Protective Put is very suitable for the Vietnamese market. For example, you hold a portfolio of bank stocks worth 2 billion VND. You worry that interest rate hikes might cause a market correction in Q1 2026. You allocate 2% of your capital (40 million VND) to buy a VN30 Put Option. If the market drops 15%, your portfolio loses 300 million VND, but the Put Option could profit 400-500 million VND thanks to leverage. You not only avoid losses but also gain extra capital to buy the dip. If the market continues to rise, you only lose the 40 million VND premium, while your 2 billion VND portfolio grows strongly. That’s an acceptable cost for peace of mind.
I see Options differ from Warrants (CW) and Futures in many ways. With Options, any investor can sell, while Warrants are issued only by securities companies. Options allow both buying and selling (two-way), Warrants usually only allow buying. Options are highly flexible with hundreds of strategies, Warrants are more passive. Futures require you to buy or sell at expiration, Options do not.

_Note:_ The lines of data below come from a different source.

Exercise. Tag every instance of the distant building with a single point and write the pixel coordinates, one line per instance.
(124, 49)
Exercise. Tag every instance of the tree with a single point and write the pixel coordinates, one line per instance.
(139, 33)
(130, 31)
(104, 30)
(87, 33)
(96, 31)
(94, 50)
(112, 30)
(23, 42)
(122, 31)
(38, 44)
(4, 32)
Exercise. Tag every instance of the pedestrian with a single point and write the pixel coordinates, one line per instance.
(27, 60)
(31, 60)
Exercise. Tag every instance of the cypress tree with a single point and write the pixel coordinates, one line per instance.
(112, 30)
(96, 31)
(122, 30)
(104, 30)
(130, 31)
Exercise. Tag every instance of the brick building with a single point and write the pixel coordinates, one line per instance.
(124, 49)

If you want to trade Options, you need to find international platforms that support it because the Vietnamese market is not yet open. When choosing a platform, pay attention to whether it is regulated by international financial authorities, what tools it offers, customer service quality, platform usability, and leverage options.
I want to emphasize that Options trading carries high risks. It is not suitable for all investors, especially beginners. Before starting, learn thoroughly. When ready, start small and increase gradually with experience. Focus on one asset you understand well at first. Always have a clear strategy and stick to it.
In summary, Options are a powerful tool to expand profit opportunities and hedge risks. But they require knowledge, skills, and discipline. If you are willing to learn and manage risks well, they can become an important part of your investment strategy.